Spoilers for F is For Fake below.
So the big twist is that the last twenty minutes of the movie is fictional. It's also the most lucidly told portion of the film. I found myself not understanding or following a great portion of the first part of the film. The way the film is cut and put together is wild and rhythmic, perhaps mimicking the confusing nature trying to piece together a coherent story from real facts.
However, when the Welles starts to tell the fake story of Picasso, the editing style of the film shifts and slows down considerably. His train of thought style of telling the previous stories comes to a halt to focus on the Picasso story. This magic trick was incredibly effective because it conveyed the message and subject of the film without having overly explain.... until Welles explains it all. I only wish Welles did not reveal his magic trick to the audience so bluntly. But perhaps it was necessary to clearly demonstrate how the magic of a piece of art can be ruined by revealing all of the facts.
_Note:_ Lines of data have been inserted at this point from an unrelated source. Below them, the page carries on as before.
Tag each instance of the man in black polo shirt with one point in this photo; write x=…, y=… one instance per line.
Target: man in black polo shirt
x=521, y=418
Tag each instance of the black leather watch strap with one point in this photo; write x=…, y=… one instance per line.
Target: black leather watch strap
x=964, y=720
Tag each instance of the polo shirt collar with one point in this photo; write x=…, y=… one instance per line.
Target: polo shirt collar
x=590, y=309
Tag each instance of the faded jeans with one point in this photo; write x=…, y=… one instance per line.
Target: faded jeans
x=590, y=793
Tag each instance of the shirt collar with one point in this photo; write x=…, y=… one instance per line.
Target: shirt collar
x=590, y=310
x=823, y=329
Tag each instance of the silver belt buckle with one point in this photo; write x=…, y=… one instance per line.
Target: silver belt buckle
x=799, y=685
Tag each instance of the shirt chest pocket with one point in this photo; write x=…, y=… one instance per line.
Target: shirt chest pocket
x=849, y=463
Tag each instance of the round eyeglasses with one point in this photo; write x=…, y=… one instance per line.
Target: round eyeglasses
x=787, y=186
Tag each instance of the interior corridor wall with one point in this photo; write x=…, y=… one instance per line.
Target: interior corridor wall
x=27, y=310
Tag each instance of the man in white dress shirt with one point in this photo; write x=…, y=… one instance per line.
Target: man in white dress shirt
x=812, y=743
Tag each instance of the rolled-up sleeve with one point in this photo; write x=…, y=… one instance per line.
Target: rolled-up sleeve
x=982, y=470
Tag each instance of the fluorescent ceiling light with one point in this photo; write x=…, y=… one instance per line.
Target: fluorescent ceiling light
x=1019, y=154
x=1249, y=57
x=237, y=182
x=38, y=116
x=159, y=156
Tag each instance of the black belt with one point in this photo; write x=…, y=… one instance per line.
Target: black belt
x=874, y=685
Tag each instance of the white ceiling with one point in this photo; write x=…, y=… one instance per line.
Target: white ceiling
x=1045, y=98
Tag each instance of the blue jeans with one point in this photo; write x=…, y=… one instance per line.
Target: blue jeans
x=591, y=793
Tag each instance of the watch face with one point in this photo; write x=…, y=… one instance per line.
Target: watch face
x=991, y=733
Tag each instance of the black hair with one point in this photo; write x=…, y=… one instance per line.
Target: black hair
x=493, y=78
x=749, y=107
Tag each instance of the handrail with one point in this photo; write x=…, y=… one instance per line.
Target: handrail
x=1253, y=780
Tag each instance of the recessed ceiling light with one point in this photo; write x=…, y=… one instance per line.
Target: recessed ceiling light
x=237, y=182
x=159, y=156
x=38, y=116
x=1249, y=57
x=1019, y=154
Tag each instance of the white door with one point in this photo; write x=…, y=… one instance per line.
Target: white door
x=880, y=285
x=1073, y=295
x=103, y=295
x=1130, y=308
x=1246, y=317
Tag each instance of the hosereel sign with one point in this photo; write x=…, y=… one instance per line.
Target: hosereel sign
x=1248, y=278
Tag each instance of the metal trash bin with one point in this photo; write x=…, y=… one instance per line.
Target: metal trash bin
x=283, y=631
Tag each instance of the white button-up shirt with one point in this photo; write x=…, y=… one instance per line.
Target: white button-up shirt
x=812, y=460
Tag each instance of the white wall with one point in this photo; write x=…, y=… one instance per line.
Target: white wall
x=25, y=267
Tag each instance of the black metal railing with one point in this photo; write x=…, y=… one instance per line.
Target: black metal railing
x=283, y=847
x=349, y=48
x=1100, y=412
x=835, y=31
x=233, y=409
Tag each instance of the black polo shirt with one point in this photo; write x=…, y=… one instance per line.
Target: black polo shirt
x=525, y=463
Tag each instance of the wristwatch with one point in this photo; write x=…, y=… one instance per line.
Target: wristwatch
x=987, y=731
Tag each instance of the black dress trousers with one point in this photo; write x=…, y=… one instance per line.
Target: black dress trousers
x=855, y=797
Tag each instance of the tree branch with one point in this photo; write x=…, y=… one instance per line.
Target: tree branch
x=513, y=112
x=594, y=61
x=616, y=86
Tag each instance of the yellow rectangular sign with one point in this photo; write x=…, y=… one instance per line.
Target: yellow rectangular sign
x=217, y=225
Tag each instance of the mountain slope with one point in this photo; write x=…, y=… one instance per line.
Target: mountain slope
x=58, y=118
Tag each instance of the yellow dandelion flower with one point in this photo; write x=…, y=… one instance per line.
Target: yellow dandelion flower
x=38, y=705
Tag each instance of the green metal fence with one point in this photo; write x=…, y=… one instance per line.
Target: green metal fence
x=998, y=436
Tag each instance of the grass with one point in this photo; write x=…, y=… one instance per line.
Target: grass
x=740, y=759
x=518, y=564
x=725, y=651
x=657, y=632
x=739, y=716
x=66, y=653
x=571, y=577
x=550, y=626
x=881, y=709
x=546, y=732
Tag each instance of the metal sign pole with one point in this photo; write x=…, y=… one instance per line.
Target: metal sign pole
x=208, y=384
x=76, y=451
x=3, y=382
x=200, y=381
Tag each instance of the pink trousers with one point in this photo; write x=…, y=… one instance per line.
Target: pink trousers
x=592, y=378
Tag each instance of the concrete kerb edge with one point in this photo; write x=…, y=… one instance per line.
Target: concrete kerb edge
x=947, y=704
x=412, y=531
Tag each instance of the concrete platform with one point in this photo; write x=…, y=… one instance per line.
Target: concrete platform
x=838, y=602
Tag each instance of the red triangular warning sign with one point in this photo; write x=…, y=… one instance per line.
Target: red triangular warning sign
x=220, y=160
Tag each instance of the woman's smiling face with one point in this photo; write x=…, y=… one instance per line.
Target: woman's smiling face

Facts can be boring and can contradict common sense and logic. Movies that are "based on a true story" are movies based on facts. Yet these movies rarely stick 100% with the facts given, because these facts can disrupt conventions of storytelling. Of course facts should always stay factual in real life, but when it comes to art, I feel that distorting these facts to fit an emotion or a feeling is necessary. Like sleight of hand, the true skill of an artist lies in entrapping the consumer in the art, by not giving them the chance to overthink what just happened because they are simply lost in the moment.